Rating for Style: A-
Rating for Substance: B
Image Transfer Review: As an older Anchor Bay title, Prehistoric Women is presented in a nonanamorphic 2.35:1 transfer. The opening titles aside, the image is remarkably clean, with few scratches or dust imperfections evident. When zoomed for viewing on a larger 16x9 set, line structure is evident, and the appearance is somewhat soft and less detailed than you may be used to from anamorphic transfers. There are a few compression issues in the backgrounds, but they are minor. Colors have that late '60s look to them, which is common for films of this vintage. Overall, it looks pretty good.
Image Transfer Grade: B+
Audio Transfer Review: The two channel mono soundtrack is clean and free from any audible flaws. Dynamic range and frequency extension are somewhat limited as expected, but the soundtrack is adequately preserved, and suitable to the picture.
Audio Transfer Grade: A-
Disc ExtrasStatic menu
Scene Access with 25 cues and remote access
1 Original Trailer(s)
2 TV Spots/Teasers
We also get black and white 60- and 20-second combination TV spots for Prehistoric Women and The Devil's Own, along with a 2-minute widescreen theatrical trailer. The extras are on the back side of the disc.

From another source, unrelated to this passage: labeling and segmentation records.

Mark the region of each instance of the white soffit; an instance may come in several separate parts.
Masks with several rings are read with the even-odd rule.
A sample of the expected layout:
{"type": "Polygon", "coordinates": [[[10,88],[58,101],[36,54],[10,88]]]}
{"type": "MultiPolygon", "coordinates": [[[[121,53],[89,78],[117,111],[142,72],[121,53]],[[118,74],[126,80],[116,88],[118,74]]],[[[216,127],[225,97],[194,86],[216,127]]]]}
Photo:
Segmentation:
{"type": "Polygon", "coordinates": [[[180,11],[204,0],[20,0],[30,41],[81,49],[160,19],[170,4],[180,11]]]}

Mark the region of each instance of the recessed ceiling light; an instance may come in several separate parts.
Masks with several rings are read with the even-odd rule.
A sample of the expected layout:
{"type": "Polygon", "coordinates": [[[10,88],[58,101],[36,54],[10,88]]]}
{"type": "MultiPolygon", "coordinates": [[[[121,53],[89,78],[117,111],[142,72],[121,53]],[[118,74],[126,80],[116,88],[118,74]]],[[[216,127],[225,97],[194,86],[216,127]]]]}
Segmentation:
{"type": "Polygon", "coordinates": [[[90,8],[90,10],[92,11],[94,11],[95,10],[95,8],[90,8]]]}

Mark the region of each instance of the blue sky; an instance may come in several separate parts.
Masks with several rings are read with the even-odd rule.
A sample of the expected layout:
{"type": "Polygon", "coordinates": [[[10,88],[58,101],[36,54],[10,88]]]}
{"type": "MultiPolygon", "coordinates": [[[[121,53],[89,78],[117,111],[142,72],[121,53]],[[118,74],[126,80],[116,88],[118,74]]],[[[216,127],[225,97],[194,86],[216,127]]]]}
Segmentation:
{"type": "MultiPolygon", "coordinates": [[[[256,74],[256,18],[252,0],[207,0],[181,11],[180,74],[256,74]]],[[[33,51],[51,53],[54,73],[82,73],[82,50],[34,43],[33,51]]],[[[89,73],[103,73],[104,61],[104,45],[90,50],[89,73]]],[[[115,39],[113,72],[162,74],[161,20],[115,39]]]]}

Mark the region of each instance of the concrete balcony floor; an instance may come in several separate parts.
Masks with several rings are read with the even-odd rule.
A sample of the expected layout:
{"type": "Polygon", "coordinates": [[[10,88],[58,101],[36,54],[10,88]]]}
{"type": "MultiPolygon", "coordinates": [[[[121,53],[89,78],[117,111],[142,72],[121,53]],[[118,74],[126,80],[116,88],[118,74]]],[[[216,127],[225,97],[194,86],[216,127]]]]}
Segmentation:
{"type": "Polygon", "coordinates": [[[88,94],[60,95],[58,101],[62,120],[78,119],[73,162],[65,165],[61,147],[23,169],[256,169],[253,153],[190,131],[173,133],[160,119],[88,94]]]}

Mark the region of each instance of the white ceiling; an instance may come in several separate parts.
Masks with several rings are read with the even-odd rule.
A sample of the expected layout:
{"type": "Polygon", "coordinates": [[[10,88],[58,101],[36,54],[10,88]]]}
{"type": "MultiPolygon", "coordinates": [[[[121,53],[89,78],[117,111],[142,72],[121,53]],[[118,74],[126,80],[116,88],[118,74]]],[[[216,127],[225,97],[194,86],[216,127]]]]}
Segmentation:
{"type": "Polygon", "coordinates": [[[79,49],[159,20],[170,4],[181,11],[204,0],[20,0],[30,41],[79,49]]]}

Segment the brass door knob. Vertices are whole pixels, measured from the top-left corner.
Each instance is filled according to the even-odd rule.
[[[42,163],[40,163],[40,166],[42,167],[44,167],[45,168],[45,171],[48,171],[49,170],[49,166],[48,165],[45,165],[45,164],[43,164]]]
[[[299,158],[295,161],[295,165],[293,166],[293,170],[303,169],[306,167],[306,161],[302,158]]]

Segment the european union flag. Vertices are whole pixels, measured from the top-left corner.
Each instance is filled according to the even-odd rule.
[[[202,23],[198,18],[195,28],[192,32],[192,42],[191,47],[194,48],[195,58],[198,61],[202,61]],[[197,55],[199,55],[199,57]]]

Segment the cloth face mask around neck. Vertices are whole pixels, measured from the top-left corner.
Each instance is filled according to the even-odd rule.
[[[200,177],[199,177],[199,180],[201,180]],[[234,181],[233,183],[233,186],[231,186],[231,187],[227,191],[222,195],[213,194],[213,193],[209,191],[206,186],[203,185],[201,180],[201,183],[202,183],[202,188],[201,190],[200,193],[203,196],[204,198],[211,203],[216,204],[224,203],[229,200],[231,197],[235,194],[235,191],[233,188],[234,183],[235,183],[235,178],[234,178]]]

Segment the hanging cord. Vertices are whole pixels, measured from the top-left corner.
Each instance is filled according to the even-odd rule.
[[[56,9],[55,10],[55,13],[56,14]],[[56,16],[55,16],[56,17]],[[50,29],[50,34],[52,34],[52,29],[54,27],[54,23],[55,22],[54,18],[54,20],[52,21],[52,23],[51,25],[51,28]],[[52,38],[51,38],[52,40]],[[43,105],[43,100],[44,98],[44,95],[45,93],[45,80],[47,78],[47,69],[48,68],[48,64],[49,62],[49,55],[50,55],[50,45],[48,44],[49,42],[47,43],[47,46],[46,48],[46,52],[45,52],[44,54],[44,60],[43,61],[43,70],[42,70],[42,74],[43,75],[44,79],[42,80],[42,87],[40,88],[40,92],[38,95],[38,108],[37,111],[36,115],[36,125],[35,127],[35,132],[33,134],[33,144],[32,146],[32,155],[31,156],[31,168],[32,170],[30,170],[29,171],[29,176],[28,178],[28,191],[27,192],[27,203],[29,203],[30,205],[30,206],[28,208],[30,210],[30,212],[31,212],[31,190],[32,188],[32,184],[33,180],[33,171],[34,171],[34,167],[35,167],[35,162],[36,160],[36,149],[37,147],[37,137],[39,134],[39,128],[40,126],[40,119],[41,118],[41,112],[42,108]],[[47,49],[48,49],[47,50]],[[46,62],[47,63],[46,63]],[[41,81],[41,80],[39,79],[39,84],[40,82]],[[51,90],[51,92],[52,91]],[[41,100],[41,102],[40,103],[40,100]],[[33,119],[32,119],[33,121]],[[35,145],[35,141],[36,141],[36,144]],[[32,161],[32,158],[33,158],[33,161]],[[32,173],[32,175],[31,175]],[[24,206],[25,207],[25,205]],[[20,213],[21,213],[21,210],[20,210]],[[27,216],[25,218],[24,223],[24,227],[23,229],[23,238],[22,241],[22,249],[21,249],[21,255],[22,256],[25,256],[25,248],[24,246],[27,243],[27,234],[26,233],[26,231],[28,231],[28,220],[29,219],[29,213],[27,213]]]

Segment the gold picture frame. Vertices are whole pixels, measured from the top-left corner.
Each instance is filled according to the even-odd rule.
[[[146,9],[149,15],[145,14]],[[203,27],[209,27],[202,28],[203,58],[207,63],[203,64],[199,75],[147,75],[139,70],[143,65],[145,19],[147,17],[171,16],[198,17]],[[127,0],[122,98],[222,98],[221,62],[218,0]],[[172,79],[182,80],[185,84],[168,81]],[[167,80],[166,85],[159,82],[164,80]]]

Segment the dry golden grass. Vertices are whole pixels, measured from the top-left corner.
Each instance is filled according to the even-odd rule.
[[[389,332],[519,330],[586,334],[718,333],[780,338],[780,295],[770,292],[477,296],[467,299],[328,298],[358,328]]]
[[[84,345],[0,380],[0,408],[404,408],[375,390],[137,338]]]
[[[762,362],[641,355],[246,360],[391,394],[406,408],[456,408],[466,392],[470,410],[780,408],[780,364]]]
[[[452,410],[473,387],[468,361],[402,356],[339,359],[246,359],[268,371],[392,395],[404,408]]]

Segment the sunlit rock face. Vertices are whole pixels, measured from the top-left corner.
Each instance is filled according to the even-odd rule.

Also included is one of my favorite features, the thick cardboard insert featuring one-sheet artwork, though the weird insert holder in the case this copy came in caused the cardboard to warp due to the lack of side clearance available.
Extras Grade: B-
Final CommentsIf you are a fan of Hammer style films, Prehistoric Women is an worthy installment, though those looking for lots of action or great acting won't really find it here. Not quite suitable for extremely young children, there is little other than a few suggestive scenes and some mild violence to be worried about here. Good campy entertainment, lots of girls in bear skins, a few dance numbers and cat fights make for some fairly light hearted adventure.